Stable shares provide stability when it comes to investments with a retirement plan. A stable fund may also be called capital preservation or capital accumulation. Sometimes stable accounts will outperform other investment opportunities. The best performing mutual funds are often the ones that provide consistent principal stability especially during a time when the stock market is in a down-market period. Stable shares are similar to money market shares but usually offer higher returns.
An employer that offers a retirement plan may have an option for investing in company stock. The best advice for employees when choosing options is to compare 401k mutual funds and put part of the investment in those and to not put everything into company stock. If for any reason a company suffers losses and stock investments shrink the investor will not lose everything if he or she invest diversely. Employees may be persuaded to invest heavily in company stock because they want to show their loyalty or because they believe the company is doing well and for the time being the company may be doing well but there are no guarantees that this good fortune will continue indefinitely. A wise investor never puts all of their money into one option but considers every option carefully.
Stock shares are probably the most risky of all investments but they can also be the most profitable. Some of the different kinds of stock shares are growth shares, value shares, blends, large-cap, mid-cap, and small-cap. In addition, there are index shares, international, and sector shares. When trying to pick the best performing mutual funds a person should do some research. Growth shares in stocks are usually fast growing but almost never provide dividends. Index shares are usually a group of stocks that represent a segment. Sector shares represent a specific sector such as health care, environmental, technological, and so on.
Money market accounts are insured by the Federal Government but money market mutual funds are not. Money market shares are investments in government and agency securities. In addition, money market shares are also investments in corporate securities. A smart investor will compare 401k mutual funds that include both short-term securities and long-term shares. A good retirement plan will include a variety of mutual funds that provide a balanced investment for the investor. Some plans offer a wise variety of choices and make it possible to make investment choices and changes over the Internet.
Another consideration when choosing the best performing mutual funds offered through a retirement plan are the fees that are associated with certain types of investments. An individual who is trying to decide how to break up his or her investments in a 401k plan should consider that different types of accounts carry higher fees than others. A plan administrator should be able to shed more light on the differences in these types of considerations.

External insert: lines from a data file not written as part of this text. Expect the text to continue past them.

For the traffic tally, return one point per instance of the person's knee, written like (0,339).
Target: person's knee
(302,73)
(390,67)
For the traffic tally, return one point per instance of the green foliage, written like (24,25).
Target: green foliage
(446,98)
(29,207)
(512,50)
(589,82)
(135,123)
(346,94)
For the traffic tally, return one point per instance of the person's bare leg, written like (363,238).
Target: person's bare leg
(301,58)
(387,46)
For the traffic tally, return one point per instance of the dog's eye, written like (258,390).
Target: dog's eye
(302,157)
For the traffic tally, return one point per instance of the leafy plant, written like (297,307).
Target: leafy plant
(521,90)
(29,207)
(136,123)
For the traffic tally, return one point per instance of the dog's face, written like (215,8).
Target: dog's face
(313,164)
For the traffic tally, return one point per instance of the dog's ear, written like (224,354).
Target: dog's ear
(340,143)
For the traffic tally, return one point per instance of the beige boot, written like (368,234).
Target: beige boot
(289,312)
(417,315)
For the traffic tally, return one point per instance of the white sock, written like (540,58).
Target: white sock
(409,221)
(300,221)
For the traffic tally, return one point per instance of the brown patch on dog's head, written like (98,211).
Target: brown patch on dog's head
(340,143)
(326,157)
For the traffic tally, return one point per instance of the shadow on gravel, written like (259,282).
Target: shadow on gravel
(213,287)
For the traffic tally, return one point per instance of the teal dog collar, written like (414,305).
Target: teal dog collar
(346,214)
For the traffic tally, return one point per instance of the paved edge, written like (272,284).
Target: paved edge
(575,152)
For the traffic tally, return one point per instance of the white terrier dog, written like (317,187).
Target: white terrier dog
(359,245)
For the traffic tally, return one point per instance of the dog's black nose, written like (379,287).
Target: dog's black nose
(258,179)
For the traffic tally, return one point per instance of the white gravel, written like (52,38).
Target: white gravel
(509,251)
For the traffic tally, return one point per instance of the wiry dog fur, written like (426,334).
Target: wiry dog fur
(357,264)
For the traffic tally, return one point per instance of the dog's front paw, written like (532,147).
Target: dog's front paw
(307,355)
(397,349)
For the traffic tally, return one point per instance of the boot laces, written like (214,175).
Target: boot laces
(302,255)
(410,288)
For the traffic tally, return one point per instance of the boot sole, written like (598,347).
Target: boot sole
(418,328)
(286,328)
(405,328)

A plan participant should look for no load mutual funds because they have less fees than many others.
A person who has money invested in a retirement plan should be proactive with his or her investments. Individuals have the right to hire a representative or advisor to make sure that investments and fees charged are accurate and ethical. A plan participator should learn to scrutinize quarterly statements and to ask questions about any questionable items. Investors should make sure that someone is representing their interests when it comes to making the big decisions. Most plan participants will appreciate knowing that the retirement plan has many balances and checks to keep operations ethical. One way that an investor can guarantee that his or her interests are considered is by asking questions and bringing up concerns to those who make the important decisions.